The Court was not willing to recognize the complaint as admissible under the ‘family life’ component of Article 8. In a more recent development (Schalk and Kopf v Austria, Application no. 30141/04, Judgment of 24 June 2010) the Court has recognized that same-sex partnerships fall within the ambit of ‘family life’ but it remains to be seen what impact this will have on the rights of homosexuals (either as single individuals or same-sex couples) seeking to adopt a child.
Article 7(1) states that ‘The law shall permit a child to be adopted […] by two persons of different sex’ or ‘by one person’. Article 7(2) introduces the following provision: ‘States are free to extend the scope of this Convention to same sex couples who are married to each other or who have entered into a registered partnership together’. European Convention on the Adoption of Children (Revised), Strasbourg, 27.XI.2008.
The significance of the recognition that the Court gives to non-heteronormative family formations in E.B. should not be underestimated.

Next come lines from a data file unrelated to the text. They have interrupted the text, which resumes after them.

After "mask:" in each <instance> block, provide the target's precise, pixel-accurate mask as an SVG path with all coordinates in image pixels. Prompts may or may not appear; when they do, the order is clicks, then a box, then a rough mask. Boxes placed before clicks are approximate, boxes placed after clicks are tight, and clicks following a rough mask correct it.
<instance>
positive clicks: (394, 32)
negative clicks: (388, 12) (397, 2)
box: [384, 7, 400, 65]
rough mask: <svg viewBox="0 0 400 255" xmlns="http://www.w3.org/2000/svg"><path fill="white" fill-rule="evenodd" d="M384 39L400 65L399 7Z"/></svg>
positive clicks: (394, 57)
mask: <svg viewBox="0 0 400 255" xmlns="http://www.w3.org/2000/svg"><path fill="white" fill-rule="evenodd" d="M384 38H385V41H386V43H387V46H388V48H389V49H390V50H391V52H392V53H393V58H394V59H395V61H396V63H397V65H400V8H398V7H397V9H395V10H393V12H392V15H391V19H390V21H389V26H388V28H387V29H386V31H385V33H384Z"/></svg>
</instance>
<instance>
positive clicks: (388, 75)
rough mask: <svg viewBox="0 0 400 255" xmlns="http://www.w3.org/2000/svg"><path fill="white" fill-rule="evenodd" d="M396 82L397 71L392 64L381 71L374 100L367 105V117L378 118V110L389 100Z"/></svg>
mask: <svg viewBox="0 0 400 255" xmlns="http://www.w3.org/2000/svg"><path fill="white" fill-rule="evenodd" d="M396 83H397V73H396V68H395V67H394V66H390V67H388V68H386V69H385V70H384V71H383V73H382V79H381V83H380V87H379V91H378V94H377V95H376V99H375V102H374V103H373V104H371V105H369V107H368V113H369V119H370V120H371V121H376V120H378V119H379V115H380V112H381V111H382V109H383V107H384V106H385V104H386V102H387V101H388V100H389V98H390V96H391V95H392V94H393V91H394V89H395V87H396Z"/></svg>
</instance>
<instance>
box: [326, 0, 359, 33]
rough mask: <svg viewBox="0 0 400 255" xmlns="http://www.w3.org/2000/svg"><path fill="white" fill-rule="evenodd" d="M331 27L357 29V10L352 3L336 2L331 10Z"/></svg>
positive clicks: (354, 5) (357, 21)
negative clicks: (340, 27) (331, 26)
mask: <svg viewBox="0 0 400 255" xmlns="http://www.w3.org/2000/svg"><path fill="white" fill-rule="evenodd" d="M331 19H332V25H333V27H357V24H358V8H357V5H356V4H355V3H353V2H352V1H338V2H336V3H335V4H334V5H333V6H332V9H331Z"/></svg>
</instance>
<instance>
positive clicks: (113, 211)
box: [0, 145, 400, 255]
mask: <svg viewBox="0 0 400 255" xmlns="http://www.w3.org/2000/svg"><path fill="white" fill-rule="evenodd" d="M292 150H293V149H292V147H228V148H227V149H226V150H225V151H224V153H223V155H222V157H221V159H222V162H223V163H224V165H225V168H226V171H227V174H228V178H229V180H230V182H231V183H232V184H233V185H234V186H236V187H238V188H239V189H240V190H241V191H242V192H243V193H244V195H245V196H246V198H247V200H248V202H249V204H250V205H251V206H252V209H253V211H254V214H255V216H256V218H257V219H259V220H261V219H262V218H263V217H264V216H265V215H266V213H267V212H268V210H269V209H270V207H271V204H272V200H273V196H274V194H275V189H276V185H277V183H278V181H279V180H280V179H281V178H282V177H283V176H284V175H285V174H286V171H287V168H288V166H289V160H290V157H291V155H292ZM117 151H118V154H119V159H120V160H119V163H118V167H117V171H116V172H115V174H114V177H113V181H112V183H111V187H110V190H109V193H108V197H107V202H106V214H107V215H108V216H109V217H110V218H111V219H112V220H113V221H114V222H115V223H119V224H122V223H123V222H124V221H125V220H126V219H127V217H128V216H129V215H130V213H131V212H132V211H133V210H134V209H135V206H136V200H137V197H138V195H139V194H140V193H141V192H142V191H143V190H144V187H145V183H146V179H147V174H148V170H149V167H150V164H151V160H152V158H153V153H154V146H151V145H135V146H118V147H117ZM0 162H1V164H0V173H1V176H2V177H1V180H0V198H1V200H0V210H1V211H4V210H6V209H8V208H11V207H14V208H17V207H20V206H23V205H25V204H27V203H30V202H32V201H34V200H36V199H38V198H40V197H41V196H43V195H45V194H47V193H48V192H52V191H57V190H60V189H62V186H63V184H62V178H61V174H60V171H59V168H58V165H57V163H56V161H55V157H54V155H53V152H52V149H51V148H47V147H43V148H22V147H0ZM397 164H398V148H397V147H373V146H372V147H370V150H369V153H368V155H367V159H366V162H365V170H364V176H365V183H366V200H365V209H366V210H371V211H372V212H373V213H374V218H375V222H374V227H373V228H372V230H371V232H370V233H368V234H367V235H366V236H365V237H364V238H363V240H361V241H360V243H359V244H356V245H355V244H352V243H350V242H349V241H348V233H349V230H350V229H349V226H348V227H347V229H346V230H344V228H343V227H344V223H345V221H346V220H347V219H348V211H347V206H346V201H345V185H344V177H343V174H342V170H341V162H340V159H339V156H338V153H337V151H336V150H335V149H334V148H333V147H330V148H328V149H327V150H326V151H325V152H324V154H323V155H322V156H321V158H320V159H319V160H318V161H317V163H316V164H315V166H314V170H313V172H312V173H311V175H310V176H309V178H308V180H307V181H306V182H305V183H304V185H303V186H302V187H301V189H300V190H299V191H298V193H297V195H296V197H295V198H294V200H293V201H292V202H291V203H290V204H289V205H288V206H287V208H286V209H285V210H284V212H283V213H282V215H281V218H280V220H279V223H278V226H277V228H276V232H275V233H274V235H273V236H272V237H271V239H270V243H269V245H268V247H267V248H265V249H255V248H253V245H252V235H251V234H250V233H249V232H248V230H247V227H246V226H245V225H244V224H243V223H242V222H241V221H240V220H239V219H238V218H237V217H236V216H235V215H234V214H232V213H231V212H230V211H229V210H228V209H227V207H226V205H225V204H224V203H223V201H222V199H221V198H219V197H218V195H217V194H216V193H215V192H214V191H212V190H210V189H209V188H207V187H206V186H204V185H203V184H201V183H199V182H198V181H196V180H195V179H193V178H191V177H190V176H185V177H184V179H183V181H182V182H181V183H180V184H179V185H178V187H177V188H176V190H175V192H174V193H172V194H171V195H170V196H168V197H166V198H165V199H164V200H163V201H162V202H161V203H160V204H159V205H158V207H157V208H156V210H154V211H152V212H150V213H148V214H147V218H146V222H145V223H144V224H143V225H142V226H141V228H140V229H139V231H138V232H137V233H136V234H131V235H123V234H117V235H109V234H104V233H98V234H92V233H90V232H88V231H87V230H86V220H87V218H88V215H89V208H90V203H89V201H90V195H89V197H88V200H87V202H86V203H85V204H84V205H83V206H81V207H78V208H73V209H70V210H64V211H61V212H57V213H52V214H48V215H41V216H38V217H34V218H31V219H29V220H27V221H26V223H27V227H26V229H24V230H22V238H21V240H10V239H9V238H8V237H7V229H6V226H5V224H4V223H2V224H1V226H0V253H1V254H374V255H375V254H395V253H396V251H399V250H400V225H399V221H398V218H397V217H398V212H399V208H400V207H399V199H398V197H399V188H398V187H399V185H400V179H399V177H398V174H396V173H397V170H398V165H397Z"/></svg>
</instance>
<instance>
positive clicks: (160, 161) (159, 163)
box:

Given that Ms. B. and her partner did not present a joint application to adopt a child as a ‘couple’, the Court can be seen to acknowledge family formations outside of the normative ideal of the monogamous, two-parent family. The judgment suggests that the Court accepts that the demand of non-heterosexuals, to be recognized as capable of establishing families, is one aspect of a plurality of family forms that exist in contemporary societies (Weeks, Heaphy and Donovan 2001).
At the time of writing, the Court already has a case pending (Chapin and Charpentier v. France, no. 40183/07) in which a same-sex couple will challenge the heteronormativity of Article 12. The applicants’ complaint is that their marriage, despite being conducted by the mayor of Bègles (France), was subsequently declared null and void by the domestic courts. E.B. provides the Court with a potentially powerful resource to underpin a ‘creative’ interpretation of Article 12 of the Convention ‘in light of present conditions’.
Considering the impact of the Court’s judgments is, by necessity, speculative since, as Keller and Sweet (2008) argue, there is no causal theory and only sparse empirical data on the impact of the Convention within contracting states.
I have argued elsewhere (Johnson 2010) that the Court’s discourse on homosexuality has established distinct ontological ideas about homosexuality and, as such, contributes to nothing short of the ongoing making of the ‘modern homosexual’.